One of my three wishes from a figurative genie would be for a local 24-hour library or bookstore, fit with comfy chairs, coffee and tea dispensers, and a fluffy pet knocking around the shelves. I say that because books and storytelling have been one of the great loves of my life since I was born. My childhood was spent reading books in the back of the car to and from school, graduating from Clifford the Big Red Dog books, to The Northern Lights by Phillip Pullman and The Chronicles of Narnia by C.S Lewis.
Wednesday 8th September is International Literacy Day this year so, I thought I’d reflect on the importance of bookshops, libraries and storytelling in general.
But first, let’s go back to the very start. We, as the human race, have been sharing stories since the beginning of time. Around 30,000 B.C, primitive art, in the form of cave drawings, depicted short series of events like hunting and dancing. Then, myths and legends were born in the various religious factions as time went on; Greek tragedies, the bible, etc. (You can understand that with a surname name like mine, my first experience with mythology were those from Egyptian folklore.) Stories then shifted from the spoken word and inscriptions on rocks to writing on paper. Shakespeare and other literary greats inputted their ideas on fiction. Not long after that, the first fairy tales emerged from France. With children in mind, they centred around basic life lessons, such as Hansel and Gretel warning kids from walking in the forest alone. These were passed down from generation to generation, just like all the other stories.
Everyone has their favourite author or favourite story from their lives. That, in itself, is meaningful.
You wouldn’t look at bookstores and libraries as centres of health and wellbeing, but that is what they are. Through access to books, computers and printers, community programs and direct assistance, they provide equal opportunities to all walks of life. They widen our horizons through education on various subjects, including languages. And they do this to fit disabilities too, with audiobooks and books written in braille, for example. It’s undeniable that they help to make communities healthier and increase their vitality.
Whether you’re a family looking for a fun time for the kids, an immigrant seeking language help, an unemployed individual looking for job help, or a community member who wants to relax and read, a library or a bookstore is where you can go. There, communities come together to: share their passions, become better individuals, learn, and celebrate everything and anything.
Whilst libraries are predominately a place for education; bookshops, are a place for leisure and connection. Conversations over coffee and books keep us entertained and sane in times of isolation, which we desperately needed in the past year.
History recognises that knowledge and storytelling can be dangerous. Nazis famously burned books that didn’t fit with their ideology. The narrative in Fahrenheit 451 by Ray Bradbury is hoarding books in secret to protect them from such burnings. Literature is also often banned for notions that may be deemed unsuitable for an audience. Intellectual freedom, the ability to learn new ideas freely, should be protected but be regulated to a degree.

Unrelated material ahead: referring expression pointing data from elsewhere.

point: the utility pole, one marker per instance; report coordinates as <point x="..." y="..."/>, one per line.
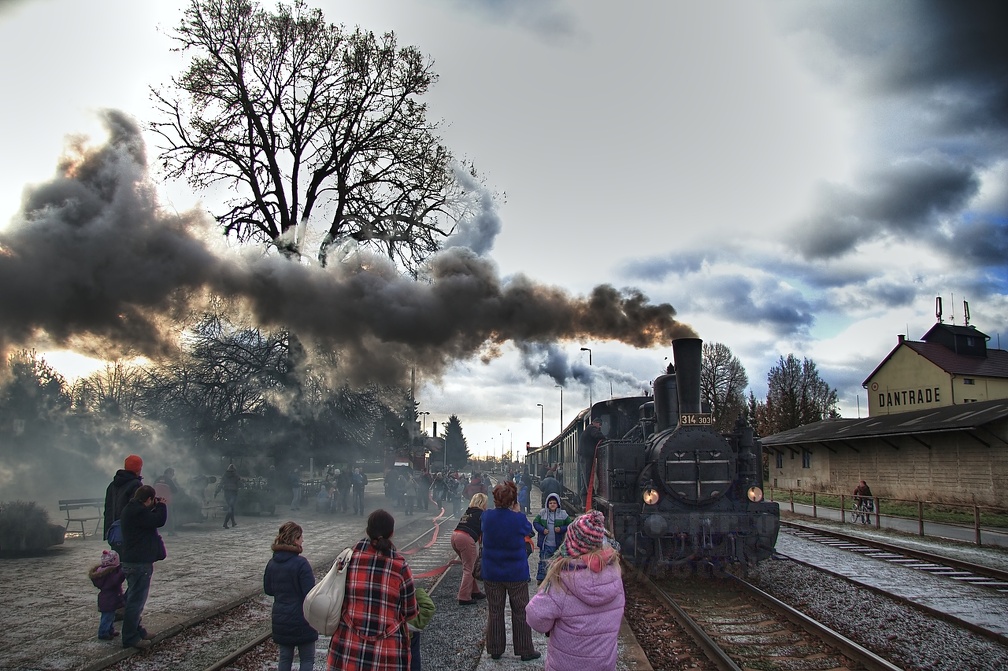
<point x="561" y="406"/>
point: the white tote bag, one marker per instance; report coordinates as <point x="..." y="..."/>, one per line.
<point x="324" y="605"/>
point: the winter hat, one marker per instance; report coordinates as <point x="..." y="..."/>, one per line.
<point x="585" y="534"/>
<point x="109" y="558"/>
<point x="133" y="463"/>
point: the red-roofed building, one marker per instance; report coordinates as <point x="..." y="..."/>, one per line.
<point x="936" y="430"/>
<point x="951" y="366"/>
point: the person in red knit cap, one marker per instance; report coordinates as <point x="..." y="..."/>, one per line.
<point x="125" y="483"/>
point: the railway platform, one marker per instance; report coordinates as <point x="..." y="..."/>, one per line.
<point x="50" y="622"/>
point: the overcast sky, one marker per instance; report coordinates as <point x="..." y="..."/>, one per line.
<point x="791" y="177"/>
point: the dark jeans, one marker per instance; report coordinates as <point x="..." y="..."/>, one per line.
<point x="305" y="657"/>
<point x="414" y="651"/>
<point x="138" y="587"/>
<point x="230" y="499"/>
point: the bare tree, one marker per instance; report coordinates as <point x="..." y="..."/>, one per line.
<point x="796" y="395"/>
<point x="303" y="121"/>
<point x="112" y="392"/>
<point x="723" y="381"/>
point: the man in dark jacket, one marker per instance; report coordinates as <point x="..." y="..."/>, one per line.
<point x="125" y="483"/>
<point x="550" y="485"/>
<point x="590" y="439"/>
<point x="142" y="546"/>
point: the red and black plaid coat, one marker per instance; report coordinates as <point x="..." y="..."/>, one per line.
<point x="380" y="598"/>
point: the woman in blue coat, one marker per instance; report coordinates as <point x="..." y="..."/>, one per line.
<point x="287" y="579"/>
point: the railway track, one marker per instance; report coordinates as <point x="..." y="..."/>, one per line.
<point x="927" y="562"/>
<point x="738" y="626"/>
<point x="219" y="641"/>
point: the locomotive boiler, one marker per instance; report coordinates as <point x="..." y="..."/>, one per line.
<point x="674" y="491"/>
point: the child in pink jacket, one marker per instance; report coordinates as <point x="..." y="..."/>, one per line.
<point x="580" y="605"/>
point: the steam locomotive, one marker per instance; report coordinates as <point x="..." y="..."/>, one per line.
<point x="674" y="492"/>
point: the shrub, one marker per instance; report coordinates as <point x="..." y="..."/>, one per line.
<point x="25" y="529"/>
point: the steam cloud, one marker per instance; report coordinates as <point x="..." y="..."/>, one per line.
<point x="93" y="262"/>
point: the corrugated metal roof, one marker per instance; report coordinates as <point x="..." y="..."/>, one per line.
<point x="964" y="417"/>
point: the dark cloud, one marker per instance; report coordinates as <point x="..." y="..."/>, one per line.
<point x="983" y="243"/>
<point x="93" y="258"/>
<point x="909" y="197"/>
<point x="934" y="77"/>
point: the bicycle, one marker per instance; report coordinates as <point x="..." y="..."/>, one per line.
<point x="862" y="510"/>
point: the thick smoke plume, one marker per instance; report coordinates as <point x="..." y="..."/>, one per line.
<point x="93" y="262"/>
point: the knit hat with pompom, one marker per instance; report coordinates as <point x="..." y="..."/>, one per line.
<point x="133" y="463"/>
<point x="585" y="534"/>
<point x="109" y="558"/>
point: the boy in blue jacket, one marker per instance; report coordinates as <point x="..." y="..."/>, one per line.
<point x="550" y="525"/>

We’ve seen the rise in Fake News over presidents or vaccines and viruses. Whilst the information should be free to read, it should also be fact-checked and true. People can get the wrong idea and take those ideas to an extreme level.
Knowledge is also resilient. It can withstand any attempt to eradicate it.
These last few years could be called years of resistance. People have struggled through protests, riots and civil disobedience. In parallel with these times of resistance, there have been moments of resilience.
From a campaign to bury the White House in books in response to President Trump not reading much; to educating women, books play a significant part in our current lives. They are more than just a hobby.
This is despite the apparent death of print media. Whilst digital means have taken over these days, and there are benefits of e-books and audiobooks, there is still a hunger for physical books. Bookshops and libraries are more than storage spaces; they are community hubs and have become centres for learning as well as resistance.
In political climates, they serve as movements that support all walks of life, including LGBT+, people of colour, immigrants, and many more who are discriminated against. People of privilege can see experiences of every walk of life and find ways to help their community. Libraries are free public spaces that allow everyone to identify opportunities whilst feeling safe. And now, more than ever, people can recognise that they are vital to us as a society.
Libraries are truly remarkable places, and to keep them, we need to protect them. Alongside bookstores, they need continued funding and community love to survive. Many of these spaces rely first and foremost on volunteers, which shows how much communities love them. If you cannot financially contribute, use your voice to uplift the libraries and bookstores around you.
In our local area, we have an abundance of these spaces.
Northumberland libraries host many events as well as providing artefacts and books of all shapes and sizes. Forum Books in Corbridge, and their sister shop The Bound in Whitley Bay, uplifts authors from every sector of society. Cogito Books in Hexham won an award the previous month for their contributions to the local community. Waterstones provides many recommendations and friendly faces to talk to over a cup of coffee. Services, like the Book Detectives, serve children not only with books but with educational packs too. I’m sure I’m missing some of the other fantastic bookstores and libraries around us.
I will continue to love books and bookstores. I will also be eternally grateful to my local church who saved my local library when it faced shutting down a few years back. So, if you take anything away from this, let it be; keep reading. There is a book out there for everyone; you just may not have found it yet.
Knowledge is power: it always will be.